Under the continuum hypothesis, we readily see that that $$|{a < \aleph_1 : \textrm{a is a cardinal}}| = \aleph_0$$. What happens under the negation of CH? Is this equality still true or not? If the latter, always under the negation of CH, are there any infinite cardinals lambda for which the inequality $$|{a < \lambda : \textrm{a is a cardinal}}| = \lambda$$ fails?

Last edited: Oct 31, 2010
2. Oct 31, 2010

### micromass

First, what do you mean with $$|a<\aleph_1 : a \text{ is a cardinal}|$$. Do you simply mean the cardinality of the set $$\{a<\aleph_1 : a \text{ is a cardinal}\}$$??

In that case, it is always true that

$$\{a<\aleph_1 : a \text{ is a cardinal}\}=\mathbb{N}\cup \{\aleph_0\}$$

So wheter CH holds or not, this set is always countable.
In general we have that (by definition almost)

$$\{a<\aleph_\alpha : a \text{ is a cardinal}\}=\mathbb{N}\cup \{\aleph_\beta~\vert~\beta<\alpha\}$$.
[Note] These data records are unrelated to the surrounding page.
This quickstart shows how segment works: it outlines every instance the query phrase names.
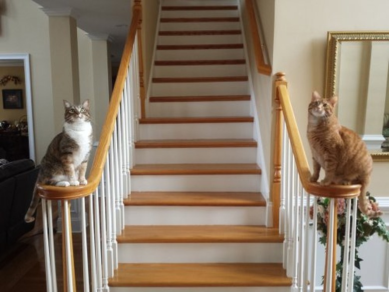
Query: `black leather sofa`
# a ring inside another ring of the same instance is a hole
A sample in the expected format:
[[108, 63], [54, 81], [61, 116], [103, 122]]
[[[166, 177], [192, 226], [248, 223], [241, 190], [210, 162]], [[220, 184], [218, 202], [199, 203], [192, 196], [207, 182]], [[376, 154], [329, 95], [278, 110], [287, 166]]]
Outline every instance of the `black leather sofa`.
[[30, 159], [0, 165], [0, 253], [32, 229], [24, 215], [32, 197], [38, 168]]

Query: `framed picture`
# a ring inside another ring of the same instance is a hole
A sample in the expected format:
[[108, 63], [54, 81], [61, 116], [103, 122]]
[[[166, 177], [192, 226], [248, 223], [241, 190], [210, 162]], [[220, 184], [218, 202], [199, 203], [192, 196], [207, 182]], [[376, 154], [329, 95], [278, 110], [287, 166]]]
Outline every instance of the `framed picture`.
[[21, 93], [21, 89], [3, 89], [3, 108], [23, 108], [23, 98], [22, 98]]

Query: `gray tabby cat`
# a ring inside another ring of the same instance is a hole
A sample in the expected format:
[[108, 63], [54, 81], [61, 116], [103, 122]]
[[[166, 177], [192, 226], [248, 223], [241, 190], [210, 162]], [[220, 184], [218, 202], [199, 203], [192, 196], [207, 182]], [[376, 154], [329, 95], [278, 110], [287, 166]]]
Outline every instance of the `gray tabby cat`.
[[[75, 105], [64, 100], [63, 104], [65, 122], [62, 131], [50, 143], [42, 159], [37, 183], [59, 187], [86, 185], [85, 172], [93, 134], [89, 101]], [[39, 200], [35, 186], [24, 217], [26, 222], [35, 220], [33, 215]]]

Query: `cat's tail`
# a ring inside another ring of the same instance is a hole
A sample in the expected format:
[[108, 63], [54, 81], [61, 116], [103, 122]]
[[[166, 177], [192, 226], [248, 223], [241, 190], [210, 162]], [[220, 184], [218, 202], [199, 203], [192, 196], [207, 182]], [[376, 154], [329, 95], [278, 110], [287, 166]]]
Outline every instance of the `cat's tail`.
[[370, 218], [379, 217], [384, 214], [380, 210], [373, 209], [369, 195], [366, 193], [366, 187], [364, 184], [362, 184], [361, 194], [358, 197], [358, 207], [362, 213]]
[[27, 212], [24, 216], [24, 221], [27, 223], [33, 222], [35, 221], [35, 217], [34, 217], [34, 214], [35, 211], [36, 210], [36, 207], [38, 207], [38, 204], [39, 203], [39, 196], [38, 196], [37, 189], [36, 189], [36, 186], [35, 185], [34, 188], [34, 192], [32, 194], [32, 198], [31, 200], [31, 203], [30, 204], [30, 207], [28, 208], [28, 210], [27, 210]]

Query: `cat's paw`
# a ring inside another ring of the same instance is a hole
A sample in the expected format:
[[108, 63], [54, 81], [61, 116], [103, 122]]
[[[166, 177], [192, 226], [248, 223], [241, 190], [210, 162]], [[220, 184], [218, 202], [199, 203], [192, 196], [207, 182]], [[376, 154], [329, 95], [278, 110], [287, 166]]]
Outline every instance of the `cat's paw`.
[[88, 181], [85, 179], [80, 180], [80, 184], [83, 186], [85, 186], [88, 183]]
[[321, 186], [329, 186], [331, 184], [331, 181], [328, 180], [326, 180], [326, 179], [322, 180], [322, 181], [320, 182]]
[[70, 181], [69, 182], [71, 186], [77, 186], [80, 185], [80, 182], [78, 181]]
[[55, 185], [57, 187], [69, 187], [70, 186], [70, 183], [69, 183], [68, 181], [62, 181], [61, 182], [58, 182], [56, 184], [55, 184]]
[[26, 223], [31, 223], [31, 222], [33, 222], [34, 221], [35, 221], [35, 218], [32, 216], [29, 216], [28, 215], [26, 215], [25, 216], [24, 216], [24, 221]]
[[309, 178], [309, 181], [311, 183], [316, 183], [319, 177], [317, 177], [316, 176], [311, 176], [311, 177]]

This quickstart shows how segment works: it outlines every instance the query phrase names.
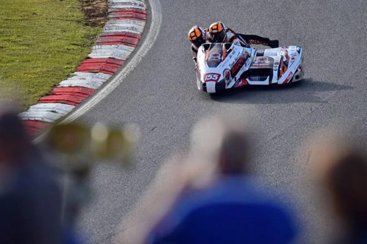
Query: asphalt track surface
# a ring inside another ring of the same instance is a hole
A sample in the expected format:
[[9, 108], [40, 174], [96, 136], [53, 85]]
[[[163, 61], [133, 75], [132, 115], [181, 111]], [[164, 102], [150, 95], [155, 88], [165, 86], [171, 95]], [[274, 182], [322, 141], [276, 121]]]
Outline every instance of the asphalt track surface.
[[[261, 132], [255, 147], [259, 176], [266, 186], [294, 195], [296, 202], [307, 195], [299, 180], [304, 165], [297, 158], [309, 133], [330, 125], [366, 132], [367, 1], [160, 4], [163, 21], [156, 42], [121, 85], [81, 118], [88, 124], [136, 123], [142, 133], [132, 172], [102, 165], [94, 172], [94, 200], [80, 225], [88, 243], [109, 243], [162, 162], [186, 149], [192, 127], [203, 116], [223, 111], [255, 116]], [[287, 88], [243, 89], [215, 98], [199, 92], [187, 31], [194, 24], [217, 21], [239, 33], [277, 39], [281, 45], [303, 46], [304, 82]], [[303, 200], [300, 213], [309, 243], [319, 243], [327, 233], [312, 206], [317, 201]]]

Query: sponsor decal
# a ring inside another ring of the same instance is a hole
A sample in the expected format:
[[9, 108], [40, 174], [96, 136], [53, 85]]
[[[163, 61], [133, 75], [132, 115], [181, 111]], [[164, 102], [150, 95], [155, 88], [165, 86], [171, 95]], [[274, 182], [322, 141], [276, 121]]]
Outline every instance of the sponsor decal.
[[242, 67], [242, 66], [246, 63], [246, 59], [243, 57], [240, 57], [238, 61], [233, 66], [231, 69], [231, 73], [232, 75], [235, 76], [239, 70]]
[[256, 59], [256, 60], [254, 63], [254, 64], [255, 64], [264, 63], [269, 63], [269, 59], [267, 57], [259, 57]]
[[235, 87], [238, 87], [241, 86], [247, 85], [247, 81], [246, 79], [241, 79], [239, 80], [237, 83], [235, 85]]
[[286, 84], [286, 83], [288, 83], [288, 82], [289, 81], [289, 80], [291, 78], [292, 78], [292, 76], [293, 75], [293, 72], [291, 72], [288, 75], [288, 76], [287, 77], [287, 79], [284, 81], [283, 82], [283, 84]]
[[208, 61], [219, 61], [222, 59], [222, 56], [218, 53], [213, 53], [210, 54], [210, 56], [207, 59]]
[[209, 81], [217, 82], [221, 77], [221, 75], [216, 73], [208, 73], [204, 75], [204, 82]]
[[251, 66], [252, 68], [272, 68], [272, 59], [266, 56], [255, 57]]
[[223, 72], [223, 76], [224, 77], [224, 81], [226, 83], [226, 87], [231, 83], [233, 79], [230, 71], [229, 69], [226, 69]]
[[233, 67], [233, 65], [235, 65], [235, 64], [236, 63], [236, 62], [238, 61], [238, 60], [239, 59], [240, 59], [239, 56], [237, 56], [235, 58], [235, 60], [234, 60], [233, 61], [230, 63], [230, 64], [229, 65], [229, 68], [231, 68]]

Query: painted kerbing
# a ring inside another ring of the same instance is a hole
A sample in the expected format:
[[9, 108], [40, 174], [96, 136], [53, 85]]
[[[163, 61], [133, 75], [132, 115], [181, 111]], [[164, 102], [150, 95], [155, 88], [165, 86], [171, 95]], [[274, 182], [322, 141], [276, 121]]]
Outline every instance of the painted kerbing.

For your second question, this is not always true. For example:

$$\{a<\aleph_2 : a \text{ is a cardinal}\}=\mathbb{N}\cup \{\aleph_0,\aleph_1\}$$.

But this is also countable, so $$|a<\aleph_2 : a \text{ is a cardinal}|=\aleph_0$$

Where CH does come in to play, is with the set

$$|a<2^{\aleph_0} : a \text{ is a cardinal}|$$

If CH is true, then this is $$\aleph_0$$. But if CH is not true, then it can be any cardinal. E.g. it is consistent with ZFC that

$$|a<2^{\aleph_0} : a \text{ is a cardinal}|=\aleph_{666}$$

and so on if you replace 666 with any ordinal.

3. Oct 31, 2010

### CRGreathouse

I don't think you can replace it with any ordinal. What about, e.g., $$\omega_1$$? Could that really be consistent?

4. Oct 31, 2010

### micromass

But it is consistent with ZFC that $$2^{\aleph_0}=\aleph_{\omega_1}$$. See Easton's theorem...

5. Oct 31, 2010

### yossell

I believe there are some very weak limits on possible cardinalities of the continuum - I think the cofinality of the continuum is uncountable, and so, for instance, 2^aleph_0 can't be aleph_omega.

6. Oct 31, 2010

### Werg22

Many thanks micromass, you're clarified a few things for me.